I’ve been working on this post for awhile now. A month, to be exact. But this was something I had to really think through before I shared. I had to first figure out what my own thoughts were before I could tell someone else what I was thinking.
And now, I’m ready to share.
Four weeks ago, we dropped our 15-year-old son Michael off at an out-of-state residential therapy center for adopted adolescents. He’ll be gone for at least a year. It was a grueling, challenging, tear-filled and gut-wrenching decision.
It wasn’t a quick decision, or one we took lightly. It followed years and years of trying so hard to connect with Michael; hoping for a breakthrough, crying because I couldn’t figure out why the love we had for him did not seem to be reciprocated. It followed years of chronic lying and stealing. It followed therapy sessions, 12 long years of crying out to God, and more than a decade of pain of having a child who just didn’t seem to love me back.
No matter how hard I tried, or what methods we employed (Love & Logic, TBRI, etc.) nothing seemed to work.
Early on, I knew Michael was not a “touchy feely” kid. In fact, when he was little and I would hug him, he would tense up because it made him so uncomfortable. After some time, I told him, “Mikey, it’s ok if you don’t want to hug me. One way you could show me you love me is just to come say goodnight to me each night before you go to bed.” Even though all of our kids say goodnight on the way to bed, Michael never would. More than 10 years went by, and not one “goodnight.” Even with gentle reminders around Mother’s Day or Christmas, nothing. It was devastating.
My heart broke a long time ago. While I loved Michael unconditionally, there was a huge gaping hole in my heart because one of my own kiddos couldn’t love me back. As a parent, I never anticipated that. I didn’t prepare for that. Although had someone told me ahead of time, I don’t think I could have been prepared for it anyway.
We talked to Michael a lot before he left. We involved him in the conversations, and asked for his thoughts. While he said he wanted to stay home, he also said he thought this residential therapy center would be the best fit for him for awhile. He knew he struggled in certain areas, and as desperately as we wanted to help him, we just couldn’t. He needed more, and we love him so much that we were willing to do anything we could to get him the help he needs. I want nothing more than for Michael to grow up and be an emotionally healthy adult; someone who can have healthy relationships and someday hopefully be able to connect with other people on a deeper level.
This center is the only residential therapy center that I’m aware of in the country that is specifically for adopted adolescents. Their therapy is centered around adoption-related issues. They use equine therapy as part of their program, and for any of you that know Michael, you know that is right up his alley.
So, it’s been four weeks. Chris and I have weekly Zoom therapy sessions with him. He has four group sessions a week and one individual therapy session per week. He has goals he’s working towards and things to look forward to. Today, he got to help a wild mustang start to build trust.

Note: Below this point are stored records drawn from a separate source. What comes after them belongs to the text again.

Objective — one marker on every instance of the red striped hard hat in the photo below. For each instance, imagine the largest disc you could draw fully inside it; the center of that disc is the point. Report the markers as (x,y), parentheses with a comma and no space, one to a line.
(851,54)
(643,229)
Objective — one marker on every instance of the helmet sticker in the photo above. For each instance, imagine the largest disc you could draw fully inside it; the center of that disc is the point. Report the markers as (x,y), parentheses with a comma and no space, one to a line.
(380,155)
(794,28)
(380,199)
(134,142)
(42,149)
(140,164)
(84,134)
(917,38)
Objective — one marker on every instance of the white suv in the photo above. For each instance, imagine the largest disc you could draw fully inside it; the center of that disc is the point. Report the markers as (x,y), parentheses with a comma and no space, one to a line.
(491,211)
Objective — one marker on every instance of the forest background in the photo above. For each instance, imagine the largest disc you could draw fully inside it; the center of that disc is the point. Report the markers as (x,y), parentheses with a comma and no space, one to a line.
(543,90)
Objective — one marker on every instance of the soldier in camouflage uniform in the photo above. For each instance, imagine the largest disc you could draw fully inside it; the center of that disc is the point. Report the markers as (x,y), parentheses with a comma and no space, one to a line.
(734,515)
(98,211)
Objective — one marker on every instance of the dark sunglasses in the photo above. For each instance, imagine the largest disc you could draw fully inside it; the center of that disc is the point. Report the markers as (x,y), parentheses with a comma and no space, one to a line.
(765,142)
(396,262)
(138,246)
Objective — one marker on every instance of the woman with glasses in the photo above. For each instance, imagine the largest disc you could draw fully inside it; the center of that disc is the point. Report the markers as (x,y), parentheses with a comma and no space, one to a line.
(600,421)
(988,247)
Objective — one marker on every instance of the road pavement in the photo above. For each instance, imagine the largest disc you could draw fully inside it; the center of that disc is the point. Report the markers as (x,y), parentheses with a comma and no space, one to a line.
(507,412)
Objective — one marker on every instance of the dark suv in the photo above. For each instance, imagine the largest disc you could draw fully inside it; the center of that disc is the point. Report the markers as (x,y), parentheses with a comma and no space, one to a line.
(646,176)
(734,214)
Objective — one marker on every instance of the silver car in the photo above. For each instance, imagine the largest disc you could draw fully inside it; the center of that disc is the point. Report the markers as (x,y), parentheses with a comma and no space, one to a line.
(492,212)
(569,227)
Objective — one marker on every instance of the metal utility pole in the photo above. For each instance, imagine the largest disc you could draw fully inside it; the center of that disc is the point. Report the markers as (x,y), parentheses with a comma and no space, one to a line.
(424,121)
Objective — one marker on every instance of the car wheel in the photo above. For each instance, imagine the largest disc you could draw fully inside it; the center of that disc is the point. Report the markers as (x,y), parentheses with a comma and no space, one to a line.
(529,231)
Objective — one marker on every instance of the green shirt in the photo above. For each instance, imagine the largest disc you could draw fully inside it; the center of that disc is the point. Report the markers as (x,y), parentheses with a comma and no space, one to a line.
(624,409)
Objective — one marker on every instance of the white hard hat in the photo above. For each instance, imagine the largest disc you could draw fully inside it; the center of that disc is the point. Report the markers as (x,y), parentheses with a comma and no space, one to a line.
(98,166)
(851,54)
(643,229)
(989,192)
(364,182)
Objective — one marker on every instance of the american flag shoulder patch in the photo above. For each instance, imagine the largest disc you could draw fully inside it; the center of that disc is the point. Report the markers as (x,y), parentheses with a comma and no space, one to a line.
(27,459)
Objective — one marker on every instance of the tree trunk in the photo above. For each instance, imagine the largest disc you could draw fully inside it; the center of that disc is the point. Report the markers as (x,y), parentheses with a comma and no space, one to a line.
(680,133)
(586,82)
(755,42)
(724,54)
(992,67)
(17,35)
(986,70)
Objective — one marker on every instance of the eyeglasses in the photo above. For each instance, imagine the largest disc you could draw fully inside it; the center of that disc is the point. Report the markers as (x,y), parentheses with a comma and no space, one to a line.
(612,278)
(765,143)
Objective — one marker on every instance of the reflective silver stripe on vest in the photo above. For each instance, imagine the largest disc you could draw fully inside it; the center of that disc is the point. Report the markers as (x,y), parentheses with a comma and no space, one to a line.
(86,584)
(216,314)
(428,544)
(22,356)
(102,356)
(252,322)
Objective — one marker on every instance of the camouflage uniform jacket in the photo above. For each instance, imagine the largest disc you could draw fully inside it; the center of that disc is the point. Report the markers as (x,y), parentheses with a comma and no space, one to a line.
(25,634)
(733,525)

So, friends, that is the story. Well, it’s PART of the story. I am hoping and praying that the rest of Michael’s story will be filled with reconciliation, redemption, and restoration. Only time will tell, but I have no doubt that Michael will one day be able to tell his story and share his journey and the challenges he conquered and the joy that came out of it.
I wanted to share this because, while it may not make sense to those who haven’t adopted, there is a microcosm within the larger community who are adoptive parents like us. Many of them are petrified to share the realities of adoption because it can often be ugly and unpredictable and messy. We have witnessed so many of our very own dear friends be ripped apart by the devastation caused by the brokenness and trauma some of these kiddos bear, and they suffer in silence. As an encouragement to those who are in the trenches now, and as a dose of reality for those who are considering walking down the road of adoption, I want to be real. I wouldn’t change our path for anything, but I wish I had been better prepared.
If you are one of my praying friends, please pray for Michael, and for us as his parents. We want nothing more than healing for him. And please pray for this mama’s heart, because I need it, too.
**Edited to add: this is in no way, shape or form Michael’s fault. This is not him being a “bad kid” or us trying to “get rid of him.” This is truly a time for healing and growth, and I’m thankful we get to walk this road with him. He may never be able to reciprocate the way I would hope, and that’s ok. We will always meet him wherever he is.
**One more edit : I recognize adoption is the perfect picture of God’s love for us. How many of us have turned our backs to God, only to have Him waiting there with open arms when we are ready to return, or still loving us to the end even if we never choose to love Him back?? But I’m human and so it still hurts.